Ночью прямо над их головами раздался жуткий крик: ух-у-ух! Бобриха Бурая, забыв от страха, что она не на воде, шлепнула по траве плоским хвостом, так бобры подают сигналы тревоги. Оба бобра припали к земле и долго лежали без движения. Сверху с сухой ветки смотрел на них филин, выкатив круглые желтые глаза и поворачивая голову то в одну, то в другую сторону. Странные звери! Таких в лесу он еще не видел!

Бобры шли по тропам, пробитым какими-то животными. На одной, тропе они нос к носу столкнулись с барсуком. Седой щелкнул челюстями и приготовился к обороне, но осторожный барсук и не думал нападать на них. Свернув с тропы, он побежал и скрылся в лесу.

Чуткие ноздри Седого поймали сырой запах земли и болотной травы. Он торопливо повернул на этот запах. И Бурая пустилась за ним, она вся извелась от страха на этой неудобной и опасной земле, где некуда даже уйти от опасности; случись непредвиденное — пропадешь!

Лучше ли была Углинка той речки, которую оставили бобры? Вряд ли! Но бобры, уставшие, натерпевшиеся страху за время скитаний, и не помышляли о дальнейшем путешествии…

Речка, к которой случайно вывели бобров глухие звериные тропки, извиваясь, текла то по степи, то через лес. Местами она была быстрой и бурной, но в большей своей части текла медленно, огибая лесистые низины, журча по перекатам и совсем останавливаясь в глубоких омутах. В низинах росли березы, ольхи, осины.

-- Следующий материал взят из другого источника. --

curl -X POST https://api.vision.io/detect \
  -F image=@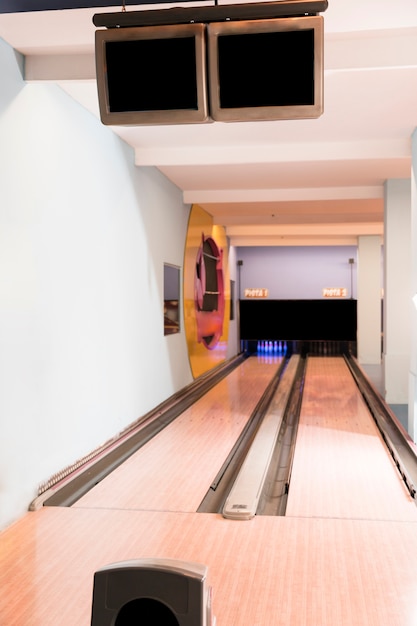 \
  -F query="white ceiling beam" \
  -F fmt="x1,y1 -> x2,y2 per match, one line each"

228,235 -> 358,248
135,138 -> 411,167
183,185 -> 384,204
25,54 -> 96,82
226,222 -> 384,239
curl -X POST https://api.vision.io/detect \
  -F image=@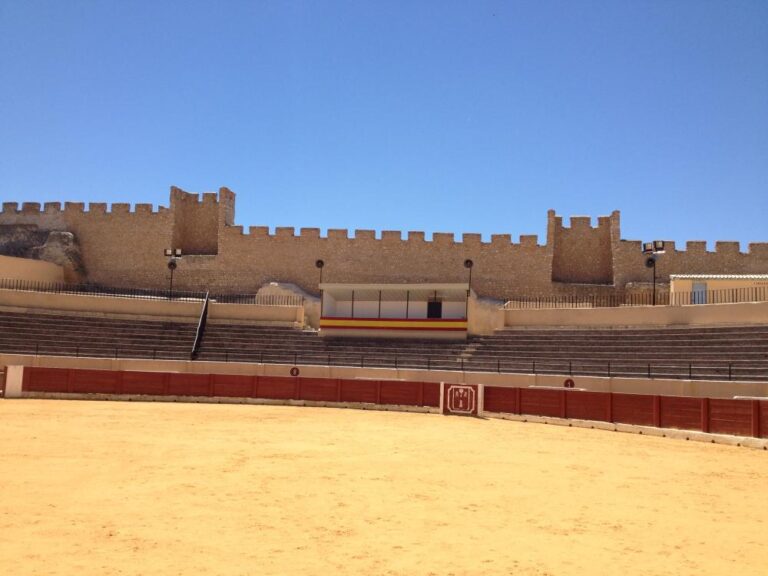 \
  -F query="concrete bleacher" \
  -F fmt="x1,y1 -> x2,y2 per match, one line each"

0,311 -> 197,360
468,326 -> 768,380
197,324 -> 467,370
0,311 -> 768,381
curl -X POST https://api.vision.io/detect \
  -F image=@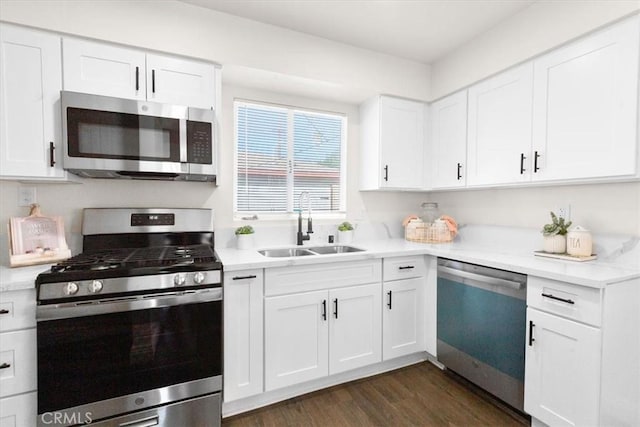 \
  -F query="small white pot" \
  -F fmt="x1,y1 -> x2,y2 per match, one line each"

542,234 -> 567,254
338,230 -> 353,244
567,225 -> 593,256
236,234 -> 253,249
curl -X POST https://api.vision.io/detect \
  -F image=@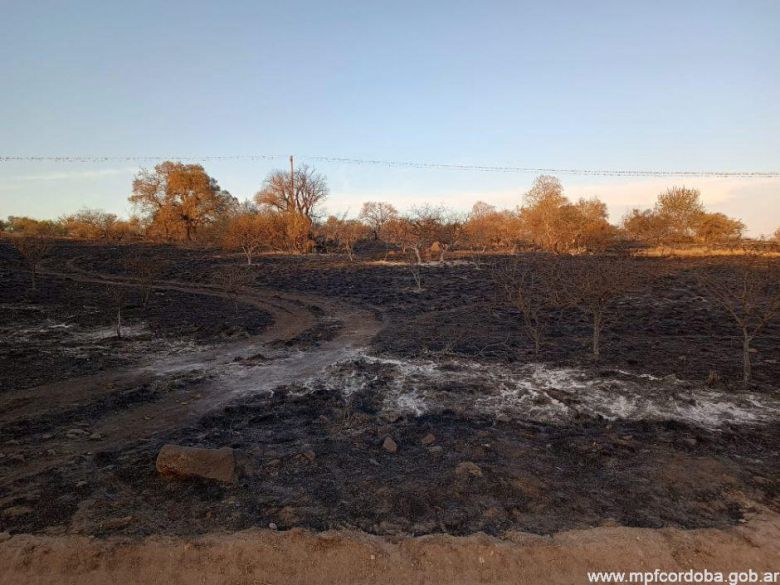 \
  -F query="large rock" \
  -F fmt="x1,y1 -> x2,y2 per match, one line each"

156,445 -> 236,482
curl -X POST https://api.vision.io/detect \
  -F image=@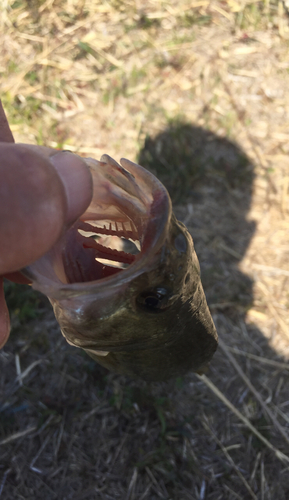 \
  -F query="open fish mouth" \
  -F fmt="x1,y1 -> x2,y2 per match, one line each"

23,155 -> 217,380
23,155 -> 171,298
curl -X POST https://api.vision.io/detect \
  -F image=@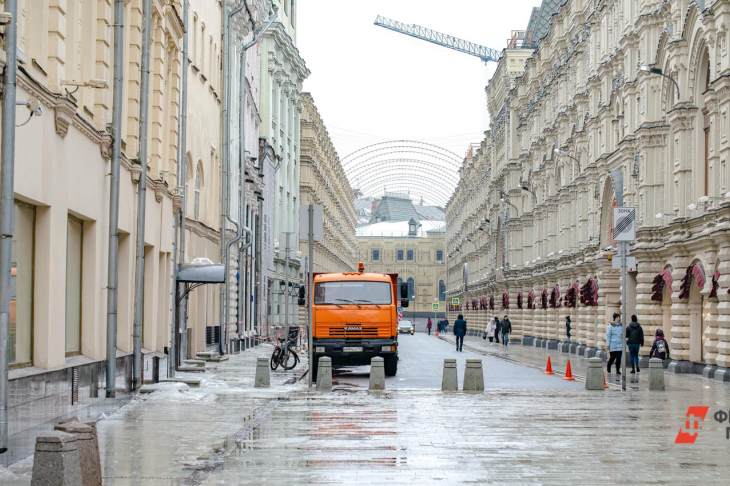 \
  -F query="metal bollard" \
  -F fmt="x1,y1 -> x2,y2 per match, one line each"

Это была вода! Бобры плавали, плескались, ныряли, словно обезумели от радости! Успокоившись, они стали подыскивать место для поселения. Бурая ждала потомства! Бобры выбрали не очень глубокий плес. Левый берег реки здесь был крут и обрывист, правый — низкий. У самой воды теснились деревья, за ними зеленел луг.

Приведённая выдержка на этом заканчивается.